Jesus-Darsteller: Vergebung macht die Welt zum besseren Ort

Der Bayerische Rundfunk zeigt am 1. Weihnachtsfeiertag den zweiteiligen Film „Ihr Name war Maria“. Darin spielt Andreas Pietschmann Jesus. pro hat mit ihm über Jesus als Vorbild und seine kritische Sicht auf die Kirche in der heutigen Gesellschaft gesprochen.
Von PRO
Der gebürtige Würzburger spielte am Theater und wirkte in Fernseh- und Kinoproduktionen mit

pro: Sie stellen in „Ihr Name war Maria“ Jesus dar. Welche Rolle spielt Jesus in Ihrem Leben?

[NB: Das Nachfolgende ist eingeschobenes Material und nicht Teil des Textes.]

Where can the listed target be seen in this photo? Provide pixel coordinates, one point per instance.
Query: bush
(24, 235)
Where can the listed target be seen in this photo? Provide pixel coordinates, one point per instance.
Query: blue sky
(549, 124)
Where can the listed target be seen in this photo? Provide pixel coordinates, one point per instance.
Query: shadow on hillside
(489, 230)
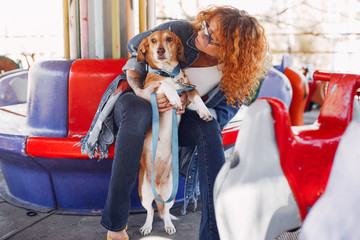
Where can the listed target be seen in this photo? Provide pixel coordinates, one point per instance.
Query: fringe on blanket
(92, 143)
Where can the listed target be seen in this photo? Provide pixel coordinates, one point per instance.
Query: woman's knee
(133, 110)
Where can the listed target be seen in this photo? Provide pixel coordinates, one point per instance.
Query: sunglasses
(207, 35)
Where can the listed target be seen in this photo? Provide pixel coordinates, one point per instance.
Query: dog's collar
(164, 73)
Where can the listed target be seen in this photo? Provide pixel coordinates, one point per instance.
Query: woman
(226, 53)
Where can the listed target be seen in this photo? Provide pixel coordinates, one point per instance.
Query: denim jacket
(216, 103)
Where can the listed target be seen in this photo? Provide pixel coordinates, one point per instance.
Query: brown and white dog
(163, 50)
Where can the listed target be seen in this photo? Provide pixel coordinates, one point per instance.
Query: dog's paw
(170, 229)
(146, 229)
(204, 114)
(175, 100)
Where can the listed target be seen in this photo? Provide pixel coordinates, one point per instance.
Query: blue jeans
(132, 116)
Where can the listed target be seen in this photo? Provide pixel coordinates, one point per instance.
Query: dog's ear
(143, 48)
(180, 56)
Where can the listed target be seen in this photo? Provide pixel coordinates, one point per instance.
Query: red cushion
(307, 155)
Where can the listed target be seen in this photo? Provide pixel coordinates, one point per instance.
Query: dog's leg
(147, 198)
(201, 108)
(170, 93)
(164, 208)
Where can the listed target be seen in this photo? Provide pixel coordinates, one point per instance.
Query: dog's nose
(160, 51)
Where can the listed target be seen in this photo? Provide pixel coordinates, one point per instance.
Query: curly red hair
(244, 54)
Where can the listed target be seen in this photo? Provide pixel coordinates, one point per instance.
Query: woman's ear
(143, 48)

Andreas Pietschmann: Ich bin in einer großen Familie katholisch aufgewachsen, war Messdiener und habe diesen Glauben kennengelernt. Er spielt keine alltägliche Rolle in meinem Leben. Allerdings begegnet Jesus Christus einem immer wieder. Er ist eine ganz besondere Figur, die wie keine andere unsere Gesellschaft, unsere ganze Erde im Lauf der letzten 2.000 Jahre geprägt, die Menschen beeinflusst und Dinge verändert hat. Für mich ist es weniger interessant, ob seine Geschichte wahr ist und ob er wirklich der Sohn Gottes ist. Für mich ist er einfach eine Figur, die da ist. Ich habe keine andere Figur gefunden, die so zum Vorbild taugt wie Jesus. Wenn ich mir vergegenwärtige und lese, was er gesagt hat, was er vorhatte und forderte, sind das unheimlich viele schöne, beeindruckende Dinge.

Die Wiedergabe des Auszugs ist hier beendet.